Nel Ventunesimo secolo, dichiara John Cheney-Lippold, «noi siamo dati». In altri termini, per praticità, i dati che ci riguardano vengono raccolti, analizzati e usati per dire “chi siamo” alle aziende, ai dipartimenti del governo, alle scuole, alla polizia eccetera. Quello che per loro conta non è tanto come potremmo definire noi stessi nei loro confronti, ma conoscere il nostro “datadouble”.
È importantissimo riconoscere questo dato perché nella vita ordinaria, di tutti i giorni, pensiamo a noi stessi in modo completamente diverso, in base ai ruoli che ricopriamo, o a quella che chiamiamo la nostra “identità”. Ma è facile che il nostro data-double circoscriva quei ruoli o dia un’idea diversa di chi siamo rispetto a quella che vorremmo far passare.

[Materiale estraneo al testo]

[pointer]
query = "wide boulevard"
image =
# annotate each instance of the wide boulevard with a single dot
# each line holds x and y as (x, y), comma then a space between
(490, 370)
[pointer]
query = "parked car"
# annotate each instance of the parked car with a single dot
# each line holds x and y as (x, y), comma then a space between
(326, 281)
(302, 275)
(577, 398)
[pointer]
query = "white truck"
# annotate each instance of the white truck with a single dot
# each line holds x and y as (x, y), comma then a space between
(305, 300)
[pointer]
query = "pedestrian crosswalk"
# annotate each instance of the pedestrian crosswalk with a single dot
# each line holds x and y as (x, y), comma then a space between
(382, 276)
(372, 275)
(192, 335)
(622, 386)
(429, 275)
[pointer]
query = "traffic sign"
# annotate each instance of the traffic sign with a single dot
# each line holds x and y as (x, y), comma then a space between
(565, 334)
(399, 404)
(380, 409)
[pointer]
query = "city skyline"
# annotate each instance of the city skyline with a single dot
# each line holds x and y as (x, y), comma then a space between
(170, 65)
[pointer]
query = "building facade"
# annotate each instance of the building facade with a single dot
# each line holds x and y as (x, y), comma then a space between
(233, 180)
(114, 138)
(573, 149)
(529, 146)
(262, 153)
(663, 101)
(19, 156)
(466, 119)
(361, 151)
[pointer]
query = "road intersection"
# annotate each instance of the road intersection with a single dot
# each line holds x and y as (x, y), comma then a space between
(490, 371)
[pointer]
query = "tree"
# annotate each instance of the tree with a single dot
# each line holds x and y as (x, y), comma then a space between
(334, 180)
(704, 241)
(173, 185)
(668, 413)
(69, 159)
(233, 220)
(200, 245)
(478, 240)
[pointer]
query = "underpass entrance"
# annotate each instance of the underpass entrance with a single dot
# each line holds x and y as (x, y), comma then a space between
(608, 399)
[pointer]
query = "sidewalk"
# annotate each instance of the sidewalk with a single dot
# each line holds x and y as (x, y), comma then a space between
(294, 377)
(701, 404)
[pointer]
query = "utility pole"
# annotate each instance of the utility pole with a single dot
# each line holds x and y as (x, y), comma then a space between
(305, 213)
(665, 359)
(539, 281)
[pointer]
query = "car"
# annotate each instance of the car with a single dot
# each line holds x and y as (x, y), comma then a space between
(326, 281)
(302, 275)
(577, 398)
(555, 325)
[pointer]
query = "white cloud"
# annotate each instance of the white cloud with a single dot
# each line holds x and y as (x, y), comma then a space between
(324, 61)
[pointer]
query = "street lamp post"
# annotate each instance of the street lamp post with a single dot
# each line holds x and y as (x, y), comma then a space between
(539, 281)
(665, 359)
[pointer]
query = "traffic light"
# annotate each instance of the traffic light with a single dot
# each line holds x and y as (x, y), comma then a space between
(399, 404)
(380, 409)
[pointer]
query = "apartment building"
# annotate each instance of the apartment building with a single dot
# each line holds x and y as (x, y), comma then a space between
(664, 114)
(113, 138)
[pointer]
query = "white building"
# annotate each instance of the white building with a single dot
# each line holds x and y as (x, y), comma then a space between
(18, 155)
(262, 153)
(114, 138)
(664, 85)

La ragione è che il nostro mondo “digitale” dipende dai dati, è stato datificato. L’idea della datificazione è diffusa, ma viene spesso valutata come un vantaggio indiscutibile. José van Dijck si interroga invece a tal proposito, mettendo a nudo la debolezza che deriva da affermazioni discutibili su ciò che siamo e ciò che sappiamo. In particolare si serve dell’incisivo termine “dataismo” per indicare la «fede nella quantificazione obiettiva e nel potenziale tracciamento di tutti i tipi di comportamento umano».
Il dataismo dà inoltre per scontato che ci si possa fidare della capacità di ricavare, interpretare e condividere i dati raccolti e analizzati. Questa fede e questa fiducia sono estremamente importanti in un mondo in cui la sorveglianza, che usa enormi quantità di dati, è una costante. E questo tipo di sorveglianza non è appannaggio soltanto della polizia, delle autorità responsabili della sicurezza o degli organismi della sanità pubblica, ma anche delle piattaforme che ormai rivestono un ruolo di primo piano nella vita quotidiana e il cui utilizzo diffuso viene ora accentuato dalla pandemia.
Nei Paesi Bassi, sostengono José van Dijck e Donya Alinejad, i temi della fede e della fiducia sono diventati ancora più rilevanti durante la pandemia, a causa della diffusione dei social network come strumento per divulgare informazioni sanitarie e della difficoltà di distinguere tra i canali di informazione istituzionali e quelli provenienti dalla rete. I social network sono una lama a doppio taglio per la comunicazione scientifica, osservano van Dijck e Alinejad, e possono essere usati sia per intaccare sia per facilitare la condivisione di informazioni sanitarie. Dopotutto i social network operano nel mercato delle idee e sono pertanto a caccia di profitti, e questo può contribuire o meno al bene comune. Questa argomentazione si applica ugualmente alla questione della sorveglianza. Fino a che punto possiamo fidarci del fatto che i sorveglianti dei social network – che raccolgono ed elaborano dati più di chiunque altro – facciano la cosa giusta rispetto a quelli sensibili?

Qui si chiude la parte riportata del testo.